More than 30 people took the time to address the City Council Thursday evening, mostly on the topic of the extension of the Channel Bikeway. When the last speaker left the podium, at least two hours had ticked away. Their patience paid off when the council finally took their vote at 10 p.m., approving the extension and selecting one of five possible routes.
Phase one was completed in 2011, and extends from Alameda Avenue to Victory Boulevard. Phase two of the project would extend the bikeway from Alameda to the Downtown Burbank Metrolink Station,
The Channel Bikeway extension, or phase two, was considered by the council about a year ago, but residents on the proposed path asked the council to reconsider the route. They expressed concern with the proximity of the path to their property.
On Thursday, residents, including some who live near the bike path, mostly supported the project, and shared their varied reasons for doing so. Some said they faced health issues, and the existing bike paths in the city provided them an opportunity to work out in a safe place, and the Channel Bikeway would present one more opportunity to do that. Others said the bikeway was a convenient way to get to where they were going, whether on bike or by foot.
Still others talked about the big picture, and said that in a world that is becoming increasingly populated, where most people still get into a vehicle to get to their destination, a dedicated bike path provided a safe commuting alternative that would also reduce pollution.
Mike Hollis, a Burbank resident who walks and bikes around the city, said he has done so from young age, and now cycles to work.
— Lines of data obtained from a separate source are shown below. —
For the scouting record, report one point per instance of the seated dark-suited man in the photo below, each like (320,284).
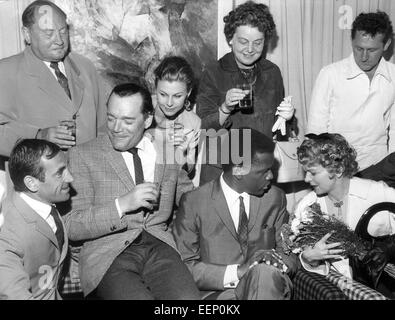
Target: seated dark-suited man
(125,194)
(33,244)
(226,230)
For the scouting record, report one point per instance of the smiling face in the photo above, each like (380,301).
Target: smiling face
(320,179)
(257,181)
(247,45)
(368,50)
(125,121)
(49,35)
(171,96)
(56,185)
He noted he also bikes recreationally with his wife, running errands and dining at restaurants.
“You have an opportunity tonight to [have the bike path] be a resource for many cyclists, to give commuters access to trains and provide benefits for recreational riders,” Hollis said, adding that it would also create a safe route to schools.
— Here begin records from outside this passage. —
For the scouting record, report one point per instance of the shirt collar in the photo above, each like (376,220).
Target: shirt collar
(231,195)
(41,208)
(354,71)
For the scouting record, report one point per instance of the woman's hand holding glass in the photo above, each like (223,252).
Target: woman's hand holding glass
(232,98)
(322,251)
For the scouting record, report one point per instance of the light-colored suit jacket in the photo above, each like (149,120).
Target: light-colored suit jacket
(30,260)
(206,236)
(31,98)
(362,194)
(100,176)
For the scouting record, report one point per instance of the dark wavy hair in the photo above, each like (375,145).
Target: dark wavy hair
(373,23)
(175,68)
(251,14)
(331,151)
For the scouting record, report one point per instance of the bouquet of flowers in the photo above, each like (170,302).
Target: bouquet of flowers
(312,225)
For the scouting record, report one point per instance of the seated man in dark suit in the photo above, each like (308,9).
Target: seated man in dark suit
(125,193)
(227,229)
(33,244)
The Chandler Bikeway was created 11 years ago, Hollis said.
“Imagine what the area would look like if you did not put that in,” he said.
Hollis also said he rides along and walks on phase 1 of the Channel Bikeway, and said it was great that the bikeway would become a connection to one of the busiest Metrolink stations in the area, referring to the Downtown Burbank Metrolink Station.
Indeed, Ross Young, real estate and project manager in the Community Development Department, said it is the second busiest Metrolink Station in the five county, Southern California region, behind Union Station in Los Angeles.
Helen Kelley, however, said she had hoped “the bike thing goes up in flames,” but realized she might be the minority in that regard. She said the speakers thus far did not live in the area, and that she did not want to see mature trees cut down, did not want to look at a cement wall or have one-inch bushes put in.
Justin Okin and his young daughter, Rose, spoke next, in support of the project. They live on Cedar Avenue, about 50 yards from the bike path. Okin said there are more than 10 families with children under 6 who live nearby, and said there was quite a lot of excitement about the proposed extension.
The full council chamber chuckled and applauded when Rose, who was in her father’s arms at the time, added: “I want the bike path.”
Brian Castillo, who said he lives in the area directly impacted by the path, also supported the project.
“I’ve seen what projects like this have done to a neighborhood,” the 30-year resident and father of three young children said, calling it an opportunity to rejuvenate the area with improved lighting and landscaping while promoting wellness.
Michael Fishman, of Pure Fix Cycles on Victory Boulevard, said he opened his business about four years ago and supported the extension of the bikeway. Fishman, also a member of Walk Bike Burbank, a local chapter of the Los Angeles County Bicycle Coalition (LACBC), noted that more than 10 of his employees bike to work, using the Chandler Bikeway.
“When they have not been on the path, they were hit by a car,” Fishman said, encouraging the council to give more people a reason to bike to work, to get in shape and to have fun.
He also encouraged the council to do so to help him sell more bikes, and added: “Cyclists spend more money than people in cars.”
Fishman and other speakers at the meeting noted that improved bike infrastructure would help attract more people, especially young professionals who are not “married to their cars,” to the city.
A council majority, with Dr. David Gordon dissenting, approved the project.
Council members noted that much had been done to work with residents who expressed concerns, but wanted to do what was best for the majority of residents.
The roughly $4.4 million project will be covered mostly by grants.
A $2.7 million Metro grant will cover a portion of the cost, Young said. About $982,000 will be paid for by a grant administered by the California Natural Resources Agency. The Metro grant requires a 20% match, and the city will put $680,000 from development impact fees toward the project. The development fees are paid by those who develop in the city, and are to be used to offset any impacts on transportation, Young said.
The project will begin in summer 2016, and could be completed within approximately eight months.